A company doesn’t edit the system roles directly. Instead, under Account settings → User management → Roles, an Admin can create a custom role that sits on top of a system role and adjusts it.

Each custom role is built as:

  • a required base role (one of the ten system roles),
  • a set of added permissions, and
  • a set of removed permissions.

The user’s effective permissions are the base role, minus the removed ones, plus the added ones. There are no free-form roles built from scratch: every custom role starts from a system base. In the role editor, you click a role to open it, then toggle permission pills on or off per area; coloring shows what’s been added, removed, or left unchanged. Save stores only the difference from the base.

To undo all customization, use Reset role, which deletes the overlay and returns the role to its system defaults.
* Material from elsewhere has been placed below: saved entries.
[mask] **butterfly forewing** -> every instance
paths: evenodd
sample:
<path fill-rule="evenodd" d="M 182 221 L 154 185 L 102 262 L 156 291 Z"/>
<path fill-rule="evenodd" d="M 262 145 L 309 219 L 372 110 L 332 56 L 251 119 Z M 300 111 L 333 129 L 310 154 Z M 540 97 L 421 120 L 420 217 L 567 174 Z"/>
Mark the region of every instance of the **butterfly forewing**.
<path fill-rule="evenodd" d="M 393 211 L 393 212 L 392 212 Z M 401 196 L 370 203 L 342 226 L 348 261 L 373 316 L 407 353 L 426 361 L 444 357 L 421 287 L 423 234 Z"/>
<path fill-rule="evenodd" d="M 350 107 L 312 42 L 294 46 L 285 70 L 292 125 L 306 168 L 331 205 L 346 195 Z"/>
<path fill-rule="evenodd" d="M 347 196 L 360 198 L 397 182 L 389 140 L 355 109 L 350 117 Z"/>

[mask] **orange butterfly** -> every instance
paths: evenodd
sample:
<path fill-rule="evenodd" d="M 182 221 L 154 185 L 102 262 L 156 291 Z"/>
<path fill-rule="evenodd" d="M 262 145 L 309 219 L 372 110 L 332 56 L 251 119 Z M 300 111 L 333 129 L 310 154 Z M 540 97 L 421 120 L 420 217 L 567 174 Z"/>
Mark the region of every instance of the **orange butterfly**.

The admin role can’t be opened or edited at all.

A company can also rename any role for its own users without changing what the role does. The displayed label is per-company, while the underlying key stays the same. A manager might appear as “Faculty Admin” or “Team Lead” in one account, for example.

Because of this, the label a user sees may not match the role names in this reference. A renamed role is still one of the ten system roles underneath, with the same permissions (plus any overlay adjustments). When troubleshooting, the system key, not the display label, is what determines access.

To keep the role picker short, an Admin can hide roles a company doesn’t use so they don’t appear when assigning a role. A role can’t be hidden while users are still assigned to it; reassign those users first.